Se for lícito conjeturar que a partir de certo momento da sua vida Goya interpretou esse jogo de maneira cada vez mais sombria, cujo humor e ironia não esconderiam a decepção e o ressentimento com o projeto iluminista, quase um pré-schopenhaueriano, Tedesco interpreta esse jogo como uma inesgotável fonte de criação, quase um pós-nietzschiano. Onde o pintor enxerga “apenas” branco, preto e sombras, o músico esbanja uma aquarela quase infinita de motivos musicais. Mas se importa um sentido atual, precisamos tanto da mordaz crítica de Goya, quanto da potência transfiguradora de Tedesco, porque a potência desfiguradora é o mesmo Goya quem nos mostra.

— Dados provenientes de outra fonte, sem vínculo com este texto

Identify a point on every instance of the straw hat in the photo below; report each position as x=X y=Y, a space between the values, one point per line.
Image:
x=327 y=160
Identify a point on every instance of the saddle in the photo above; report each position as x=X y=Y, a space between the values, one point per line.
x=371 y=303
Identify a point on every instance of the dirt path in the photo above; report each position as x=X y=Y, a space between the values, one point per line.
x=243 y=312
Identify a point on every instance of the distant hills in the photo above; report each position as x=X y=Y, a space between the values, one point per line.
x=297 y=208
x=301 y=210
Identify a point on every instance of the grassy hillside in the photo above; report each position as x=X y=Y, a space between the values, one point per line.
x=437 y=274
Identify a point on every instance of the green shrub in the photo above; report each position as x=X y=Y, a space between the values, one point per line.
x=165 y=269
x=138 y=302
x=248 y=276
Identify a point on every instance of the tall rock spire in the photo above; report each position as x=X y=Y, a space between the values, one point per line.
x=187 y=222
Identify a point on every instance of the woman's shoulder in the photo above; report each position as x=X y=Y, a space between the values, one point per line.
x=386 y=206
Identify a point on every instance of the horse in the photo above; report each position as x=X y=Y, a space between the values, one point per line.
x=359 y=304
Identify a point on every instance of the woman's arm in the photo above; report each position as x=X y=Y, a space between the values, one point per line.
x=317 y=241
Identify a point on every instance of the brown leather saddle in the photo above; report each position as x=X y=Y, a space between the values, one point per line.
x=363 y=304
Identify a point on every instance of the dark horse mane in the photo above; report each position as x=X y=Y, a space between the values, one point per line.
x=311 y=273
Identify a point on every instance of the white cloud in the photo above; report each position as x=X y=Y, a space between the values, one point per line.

A transgressão da norma/forma que o estilo do capricho maneja é ambivalente: pode produzir monstros peculiares cujos pedaços se contradizem flagrantemente ou composições de malhas flexíveis em que as singularidades não rasgam, mas entretecem. Ao invés de “ninguém se conhece”, a música de Tedesco promove uma constante familiarização. Enquanto lançava uma visão aguda sobre a crise da razão no final do século XVIII, em meio à crise de sua própria saúde, alguma coisa afastou o pintor de vozes mais alegres e confiantes. Sua surdez, mais um capricho.